All the warriors in Leena's care were the best the village and temple had to offer, the council insisted on that much. Even so, some of her soldiers were forced to retreat back to the village after the last battle. It went well, but there were many severe injuries that would need attention from the temple maidens skilled in channeling the healing energies of The Goddess.

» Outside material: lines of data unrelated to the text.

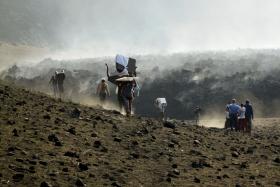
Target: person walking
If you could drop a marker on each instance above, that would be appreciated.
(249, 115)
(233, 114)
(103, 91)
(241, 119)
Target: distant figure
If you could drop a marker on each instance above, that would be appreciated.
(233, 114)
(227, 122)
(197, 112)
(161, 104)
(249, 115)
(126, 84)
(53, 83)
(127, 92)
(102, 91)
(242, 124)
(60, 77)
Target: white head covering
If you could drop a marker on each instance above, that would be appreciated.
(122, 60)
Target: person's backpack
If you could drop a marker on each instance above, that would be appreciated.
(60, 77)
(131, 67)
(127, 90)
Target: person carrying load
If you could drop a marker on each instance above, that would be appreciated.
(103, 91)
(161, 104)
(124, 79)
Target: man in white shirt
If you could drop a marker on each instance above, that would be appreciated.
(161, 104)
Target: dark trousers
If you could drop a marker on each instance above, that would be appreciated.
(233, 121)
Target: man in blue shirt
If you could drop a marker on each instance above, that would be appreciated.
(249, 115)
(233, 114)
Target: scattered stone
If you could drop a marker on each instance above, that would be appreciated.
(200, 164)
(168, 124)
(72, 130)
(62, 109)
(117, 139)
(45, 184)
(225, 176)
(32, 162)
(116, 112)
(54, 138)
(98, 118)
(75, 113)
(135, 155)
(19, 160)
(47, 116)
(277, 160)
(32, 169)
(174, 166)
(115, 184)
(11, 122)
(83, 167)
(97, 144)
(251, 150)
(35, 156)
(196, 142)
(176, 172)
(71, 154)
(79, 182)
(196, 180)
(43, 163)
(18, 177)
(168, 179)
(235, 154)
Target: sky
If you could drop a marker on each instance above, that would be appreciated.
(89, 28)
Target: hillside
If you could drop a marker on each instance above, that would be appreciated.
(44, 143)
(185, 80)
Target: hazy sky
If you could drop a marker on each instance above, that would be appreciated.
(106, 27)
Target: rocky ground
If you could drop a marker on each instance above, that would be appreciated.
(46, 142)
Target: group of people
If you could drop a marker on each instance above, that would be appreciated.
(239, 118)
(125, 80)
(56, 82)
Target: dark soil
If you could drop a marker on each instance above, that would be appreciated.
(43, 144)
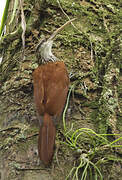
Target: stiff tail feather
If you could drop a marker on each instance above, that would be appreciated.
(46, 139)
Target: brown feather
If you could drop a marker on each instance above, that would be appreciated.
(51, 84)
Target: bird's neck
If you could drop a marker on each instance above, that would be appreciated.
(46, 53)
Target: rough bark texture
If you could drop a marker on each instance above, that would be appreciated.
(92, 55)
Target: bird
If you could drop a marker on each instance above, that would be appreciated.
(51, 84)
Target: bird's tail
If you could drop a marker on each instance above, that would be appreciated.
(46, 139)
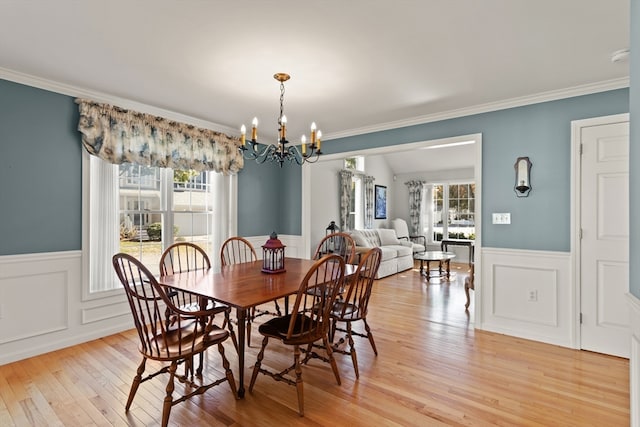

Leena gripped her rod and poured her magical strength into it. The brass ball atop the simple foot long shaft of iron glowed and arced with power until it appeared to be unable to hold any more. Leena's initial attack would signal all the other soldiers into action. It was time.
 
Leena rushed from behind the tree and closed in on the narrowest end of the Demon Maw. She raised her rod high into the air, preparing to bring it down onto the fissure. Behind her unadorned steel mask, two brown eyes glistened, almost coming to tears. The edges of Leena's mouth curled upward. A yelp of glee could be heard from behind the mask as Leena smashed her rod into the earth of the fissure. A surge of excitement burst forth from her and overloaded the rod with power that shuddered through the Demon Maw. 

The oddly discolored rocks that formed the edges of the Demon Maw shattered into chunks that rained into the nine hundred foot long scar on the Earth. The ground all around the Maw rumbled. Assorted cries, howls, and hisses were heard over the crash of cascading stones. 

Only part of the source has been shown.